The athletes aren’t the only performers who make games memorable though, the other crucial performers are the professional sports broadcasters that call the games. While they may not get the level of attention of the athletes making the plays, professional sports simply wouldn’t be the same without them.
Here are 10 of the top sports broadcasters of all time:
The voice of the Los Angeles Lakers, Chick Hearn is one of the sports broadcasters in history who actually has a statue in front of an arena as big as those of the players. Over his 36-year career with the Lakers he came up with phrases that we all take for granted like “air ball” and “slam dunk.”
Marv Albert was the voice of the New York Knicks for 34 years, but when they somehow let him go, he moved on to better things. Albert is one of the few sports broadcasters who has moved between radio and television and called hockey, football and basketball games.
Madden coached a Super Bowl-winning Oakland Raiders team in the NFL, but for most people, he’s an announcer first. In fact, there’s a whole generation of sports fans who grew up listening to him call games in the 1980s and 1990s. Madden is also the face of one of the best-selling sports video games ever, Madden NFL.
Caray started his broadcast career in the 1950s with the Cardinals, but he’s always going to be the voice of the Chicago Cubs for most people. His best-known phrase is, “Holy Cow!”
Red Barber called MLB games for the Brooklyn Dodgers, New York Yankees and the Cincinnati Reds for over four decades. Often called “Big Fella,” in sports broadcast circles, Barber came up with the legendary term “can of corn” for an easy fly ball to catch during his illustrious career.
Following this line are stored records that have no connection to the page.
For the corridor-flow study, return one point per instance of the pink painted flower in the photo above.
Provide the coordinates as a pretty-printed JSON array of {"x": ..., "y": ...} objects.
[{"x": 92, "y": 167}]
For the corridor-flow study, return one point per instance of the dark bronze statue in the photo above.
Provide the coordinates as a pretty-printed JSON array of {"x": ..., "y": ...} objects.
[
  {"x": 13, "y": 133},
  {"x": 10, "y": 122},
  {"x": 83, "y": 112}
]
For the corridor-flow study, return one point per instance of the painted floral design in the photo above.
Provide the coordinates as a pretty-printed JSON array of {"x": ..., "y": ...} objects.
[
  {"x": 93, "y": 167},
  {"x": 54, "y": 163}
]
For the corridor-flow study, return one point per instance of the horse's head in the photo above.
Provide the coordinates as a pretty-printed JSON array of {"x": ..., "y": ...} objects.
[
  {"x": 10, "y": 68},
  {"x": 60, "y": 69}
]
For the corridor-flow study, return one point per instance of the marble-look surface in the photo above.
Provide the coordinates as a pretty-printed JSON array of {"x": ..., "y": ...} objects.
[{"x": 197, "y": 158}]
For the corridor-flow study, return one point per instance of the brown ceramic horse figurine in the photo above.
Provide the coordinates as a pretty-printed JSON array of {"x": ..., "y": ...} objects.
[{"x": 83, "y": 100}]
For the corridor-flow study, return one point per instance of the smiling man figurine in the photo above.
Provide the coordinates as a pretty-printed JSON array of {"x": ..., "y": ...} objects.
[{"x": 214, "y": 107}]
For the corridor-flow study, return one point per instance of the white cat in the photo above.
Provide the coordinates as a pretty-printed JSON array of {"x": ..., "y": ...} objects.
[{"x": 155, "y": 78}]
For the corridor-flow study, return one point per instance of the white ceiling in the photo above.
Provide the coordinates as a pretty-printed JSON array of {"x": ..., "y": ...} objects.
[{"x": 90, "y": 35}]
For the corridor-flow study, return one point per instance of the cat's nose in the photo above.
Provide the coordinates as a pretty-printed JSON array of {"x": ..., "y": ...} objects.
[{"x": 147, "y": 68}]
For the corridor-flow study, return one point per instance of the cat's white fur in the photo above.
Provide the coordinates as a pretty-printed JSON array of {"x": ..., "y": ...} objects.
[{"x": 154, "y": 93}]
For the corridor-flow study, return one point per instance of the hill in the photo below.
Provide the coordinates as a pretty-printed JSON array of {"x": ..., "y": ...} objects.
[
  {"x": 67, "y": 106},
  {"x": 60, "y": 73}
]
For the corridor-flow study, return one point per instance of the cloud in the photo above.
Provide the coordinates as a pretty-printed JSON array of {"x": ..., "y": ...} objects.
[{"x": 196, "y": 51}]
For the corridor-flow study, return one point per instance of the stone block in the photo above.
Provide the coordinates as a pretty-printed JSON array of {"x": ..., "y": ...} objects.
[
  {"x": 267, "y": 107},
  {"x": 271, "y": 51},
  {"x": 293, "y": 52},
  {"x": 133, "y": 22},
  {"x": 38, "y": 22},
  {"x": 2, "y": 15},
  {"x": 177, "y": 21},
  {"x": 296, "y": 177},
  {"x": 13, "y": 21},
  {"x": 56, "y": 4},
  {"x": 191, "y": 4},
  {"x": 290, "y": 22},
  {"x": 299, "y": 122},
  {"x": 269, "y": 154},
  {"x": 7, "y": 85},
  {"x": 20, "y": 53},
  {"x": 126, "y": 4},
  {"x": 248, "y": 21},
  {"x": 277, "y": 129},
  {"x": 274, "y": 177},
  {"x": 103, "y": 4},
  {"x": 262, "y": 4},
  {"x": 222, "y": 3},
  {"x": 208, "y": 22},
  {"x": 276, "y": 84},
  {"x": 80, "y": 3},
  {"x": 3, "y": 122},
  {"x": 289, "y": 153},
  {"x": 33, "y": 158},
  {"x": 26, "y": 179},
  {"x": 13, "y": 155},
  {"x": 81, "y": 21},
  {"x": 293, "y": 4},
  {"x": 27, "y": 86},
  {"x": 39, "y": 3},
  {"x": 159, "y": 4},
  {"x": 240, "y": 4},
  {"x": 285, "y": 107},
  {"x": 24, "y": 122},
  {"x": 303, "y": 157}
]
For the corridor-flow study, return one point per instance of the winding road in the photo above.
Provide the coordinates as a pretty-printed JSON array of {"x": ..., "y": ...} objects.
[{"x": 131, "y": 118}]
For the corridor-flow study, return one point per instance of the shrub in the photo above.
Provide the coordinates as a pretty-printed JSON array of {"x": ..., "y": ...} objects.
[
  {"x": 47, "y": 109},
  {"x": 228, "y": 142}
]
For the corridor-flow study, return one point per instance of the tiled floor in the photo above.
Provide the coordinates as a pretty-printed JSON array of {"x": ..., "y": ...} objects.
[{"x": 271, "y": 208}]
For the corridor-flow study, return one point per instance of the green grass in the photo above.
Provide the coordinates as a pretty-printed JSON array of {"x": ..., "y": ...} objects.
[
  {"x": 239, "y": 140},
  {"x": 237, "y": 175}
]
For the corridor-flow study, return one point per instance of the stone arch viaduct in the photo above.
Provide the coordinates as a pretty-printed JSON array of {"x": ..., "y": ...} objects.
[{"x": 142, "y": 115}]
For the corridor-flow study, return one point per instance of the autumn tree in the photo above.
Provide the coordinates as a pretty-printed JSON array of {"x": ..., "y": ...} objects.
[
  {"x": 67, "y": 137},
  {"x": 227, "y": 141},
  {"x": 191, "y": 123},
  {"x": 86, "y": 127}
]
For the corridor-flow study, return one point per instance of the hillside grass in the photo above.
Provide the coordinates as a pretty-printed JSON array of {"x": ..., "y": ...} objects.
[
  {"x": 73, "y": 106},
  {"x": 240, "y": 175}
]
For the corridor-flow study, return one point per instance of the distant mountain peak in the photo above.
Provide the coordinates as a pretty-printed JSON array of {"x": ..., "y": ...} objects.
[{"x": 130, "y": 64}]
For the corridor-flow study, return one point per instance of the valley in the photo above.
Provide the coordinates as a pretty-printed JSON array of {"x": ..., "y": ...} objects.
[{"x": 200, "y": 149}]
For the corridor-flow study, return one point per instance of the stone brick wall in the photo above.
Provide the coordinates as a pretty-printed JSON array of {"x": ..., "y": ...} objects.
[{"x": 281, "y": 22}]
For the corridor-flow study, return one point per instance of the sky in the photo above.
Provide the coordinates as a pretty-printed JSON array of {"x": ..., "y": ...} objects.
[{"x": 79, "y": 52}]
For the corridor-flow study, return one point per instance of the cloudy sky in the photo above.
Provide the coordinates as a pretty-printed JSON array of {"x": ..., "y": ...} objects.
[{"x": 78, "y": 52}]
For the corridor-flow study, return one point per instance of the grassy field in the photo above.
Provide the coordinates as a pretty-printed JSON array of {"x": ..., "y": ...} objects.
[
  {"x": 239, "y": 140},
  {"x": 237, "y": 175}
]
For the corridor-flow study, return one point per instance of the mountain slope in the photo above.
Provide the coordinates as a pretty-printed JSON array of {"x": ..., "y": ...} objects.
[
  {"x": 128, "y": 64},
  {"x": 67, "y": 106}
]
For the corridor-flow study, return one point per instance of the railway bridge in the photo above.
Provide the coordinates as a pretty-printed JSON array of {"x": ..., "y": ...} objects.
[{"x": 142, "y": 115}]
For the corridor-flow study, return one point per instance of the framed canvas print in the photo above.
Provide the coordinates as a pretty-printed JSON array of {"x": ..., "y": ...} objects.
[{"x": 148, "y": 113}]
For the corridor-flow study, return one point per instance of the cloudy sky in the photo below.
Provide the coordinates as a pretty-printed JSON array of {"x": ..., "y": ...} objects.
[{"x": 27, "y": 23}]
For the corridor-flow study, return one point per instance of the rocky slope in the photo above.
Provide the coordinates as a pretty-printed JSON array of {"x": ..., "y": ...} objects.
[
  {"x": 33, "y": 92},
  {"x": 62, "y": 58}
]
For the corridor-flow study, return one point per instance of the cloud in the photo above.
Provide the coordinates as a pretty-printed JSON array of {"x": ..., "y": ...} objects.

Jack Whitaker might not be a name you know, but his coverage of golf and horse racing made him a mainstay at CBS for more than 20 years. He was also present for the first Super Bowl.
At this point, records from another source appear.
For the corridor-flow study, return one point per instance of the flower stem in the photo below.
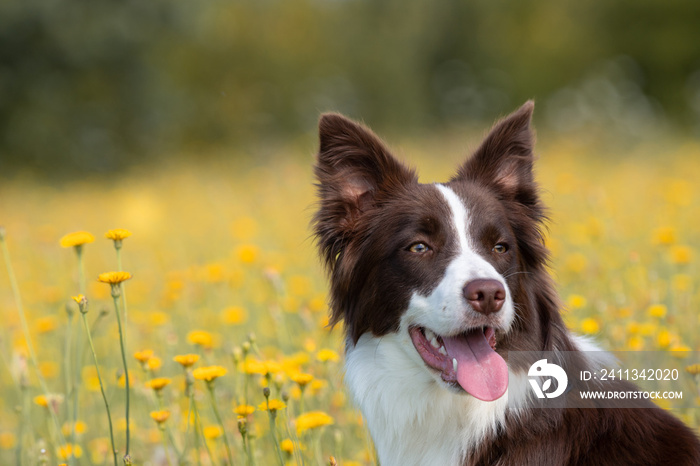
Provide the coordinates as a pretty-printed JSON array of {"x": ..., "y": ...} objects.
[
  {"x": 273, "y": 432},
  {"x": 122, "y": 345},
  {"x": 104, "y": 395},
  {"x": 210, "y": 387},
  {"x": 25, "y": 327}
]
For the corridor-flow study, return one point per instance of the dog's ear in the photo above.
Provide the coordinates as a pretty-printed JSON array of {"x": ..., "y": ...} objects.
[
  {"x": 353, "y": 168},
  {"x": 504, "y": 159}
]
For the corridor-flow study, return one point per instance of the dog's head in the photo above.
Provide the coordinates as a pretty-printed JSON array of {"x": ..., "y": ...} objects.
[{"x": 442, "y": 265}]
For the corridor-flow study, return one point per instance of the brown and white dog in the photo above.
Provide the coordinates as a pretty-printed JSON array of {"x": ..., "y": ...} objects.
[{"x": 436, "y": 283}]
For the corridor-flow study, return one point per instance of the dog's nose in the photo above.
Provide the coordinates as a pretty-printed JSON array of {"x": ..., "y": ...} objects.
[{"x": 485, "y": 295}]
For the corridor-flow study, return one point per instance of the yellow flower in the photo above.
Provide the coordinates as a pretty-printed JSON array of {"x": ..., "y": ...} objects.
[
  {"x": 665, "y": 235},
  {"x": 158, "y": 383},
  {"x": 212, "y": 432},
  {"x": 248, "y": 253},
  {"x": 68, "y": 450},
  {"x": 45, "y": 324},
  {"x": 251, "y": 366},
  {"x": 577, "y": 301},
  {"x": 663, "y": 339},
  {"x": 160, "y": 416},
  {"x": 244, "y": 410},
  {"x": 327, "y": 355},
  {"x": 78, "y": 299},
  {"x": 576, "y": 262},
  {"x": 201, "y": 338},
  {"x": 8, "y": 440},
  {"x": 681, "y": 282},
  {"x": 154, "y": 363},
  {"x": 209, "y": 373},
  {"x": 113, "y": 278},
  {"x": 117, "y": 234},
  {"x": 48, "y": 400},
  {"x": 680, "y": 351},
  {"x": 77, "y": 238},
  {"x": 186, "y": 360},
  {"x": 143, "y": 356},
  {"x": 657, "y": 310},
  {"x": 681, "y": 254},
  {"x": 302, "y": 379},
  {"x": 274, "y": 405},
  {"x": 234, "y": 315},
  {"x": 287, "y": 446},
  {"x": 312, "y": 420},
  {"x": 80, "y": 427}
]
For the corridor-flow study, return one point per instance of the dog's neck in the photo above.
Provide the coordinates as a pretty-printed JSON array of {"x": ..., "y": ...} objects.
[{"x": 414, "y": 420}]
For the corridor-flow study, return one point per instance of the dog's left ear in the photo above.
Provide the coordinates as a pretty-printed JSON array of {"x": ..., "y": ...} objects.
[{"x": 504, "y": 160}]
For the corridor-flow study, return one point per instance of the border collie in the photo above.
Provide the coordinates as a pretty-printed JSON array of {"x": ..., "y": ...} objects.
[{"x": 435, "y": 284}]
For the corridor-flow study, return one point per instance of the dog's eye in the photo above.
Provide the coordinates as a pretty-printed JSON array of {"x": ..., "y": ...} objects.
[
  {"x": 419, "y": 248},
  {"x": 500, "y": 248}
]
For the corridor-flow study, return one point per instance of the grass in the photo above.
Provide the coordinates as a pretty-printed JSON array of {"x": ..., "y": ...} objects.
[{"x": 224, "y": 268}]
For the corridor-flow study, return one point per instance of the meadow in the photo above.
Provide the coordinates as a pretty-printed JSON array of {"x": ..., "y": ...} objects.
[{"x": 223, "y": 314}]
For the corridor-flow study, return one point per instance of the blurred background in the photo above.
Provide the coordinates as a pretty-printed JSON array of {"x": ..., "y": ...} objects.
[
  {"x": 193, "y": 125},
  {"x": 96, "y": 86}
]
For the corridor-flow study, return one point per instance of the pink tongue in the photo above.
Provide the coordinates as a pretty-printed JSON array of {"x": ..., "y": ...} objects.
[{"x": 480, "y": 370}]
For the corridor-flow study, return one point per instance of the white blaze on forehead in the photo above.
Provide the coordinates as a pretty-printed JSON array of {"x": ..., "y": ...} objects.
[
  {"x": 459, "y": 215},
  {"x": 445, "y": 309}
]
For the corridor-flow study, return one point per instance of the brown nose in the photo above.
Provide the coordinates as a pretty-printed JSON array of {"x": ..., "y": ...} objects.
[{"x": 485, "y": 295}]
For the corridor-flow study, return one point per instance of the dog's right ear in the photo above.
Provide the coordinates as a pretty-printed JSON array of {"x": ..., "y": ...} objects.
[{"x": 353, "y": 168}]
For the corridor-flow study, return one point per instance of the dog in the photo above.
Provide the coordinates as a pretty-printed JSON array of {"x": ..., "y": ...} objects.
[{"x": 436, "y": 284}]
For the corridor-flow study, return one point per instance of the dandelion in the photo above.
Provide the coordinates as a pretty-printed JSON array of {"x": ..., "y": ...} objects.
[
  {"x": 312, "y": 420},
  {"x": 657, "y": 310},
  {"x": 244, "y": 410},
  {"x": 143, "y": 356},
  {"x": 209, "y": 373},
  {"x": 154, "y": 363},
  {"x": 186, "y": 360},
  {"x": 114, "y": 278},
  {"x": 248, "y": 253},
  {"x": 83, "y": 304},
  {"x": 302, "y": 379},
  {"x": 79, "y": 427},
  {"x": 117, "y": 234},
  {"x": 234, "y": 315},
  {"x": 201, "y": 338},
  {"x": 69, "y": 450},
  {"x": 664, "y": 235},
  {"x": 158, "y": 384},
  {"x": 76, "y": 239},
  {"x": 680, "y": 254},
  {"x": 680, "y": 350},
  {"x": 212, "y": 432},
  {"x": 287, "y": 446},
  {"x": 160, "y": 416},
  {"x": 576, "y": 301},
  {"x": 272, "y": 405}
]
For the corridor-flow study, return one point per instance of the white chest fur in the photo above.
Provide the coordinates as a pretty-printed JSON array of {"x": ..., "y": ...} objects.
[{"x": 413, "y": 420}]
Legendary voice of the Los Angeles Dodgers, Vin Scully is a name that pretty much every sports fan knows. Sports fans love him so dearly, that he’s even the model for countless sports broadcasters on TV, including the unnamed Simpson’s sports broadcaster who makes it into numerous episodes with his “Vin-isms.”
Known for calling baseball, pro tennis, college basketball and NFL games, Enberg is perhaps best known for his signature phrase “Oh my!” To this day he still calls San Diego Padres games at the age of 80.
Another name you might not be familiar with, Don Dunphy was known to boxing fans for his quick and relentless pace that made an exciting sport even more exciting. Dunphy called thousands of fights from the start of his career in the 1940s to the time he was inducted into both the radio and boxing halls of fame.
Best known for calling Monday Night Football, Al Michaels is one of the very few sports broadcasters to cover the Olympics, NHL games, NBA games and various NFL games. He also covered the 1980 men’s Olympic hockey victory over the U.S.S.R. known as the “Miracle on Ice.”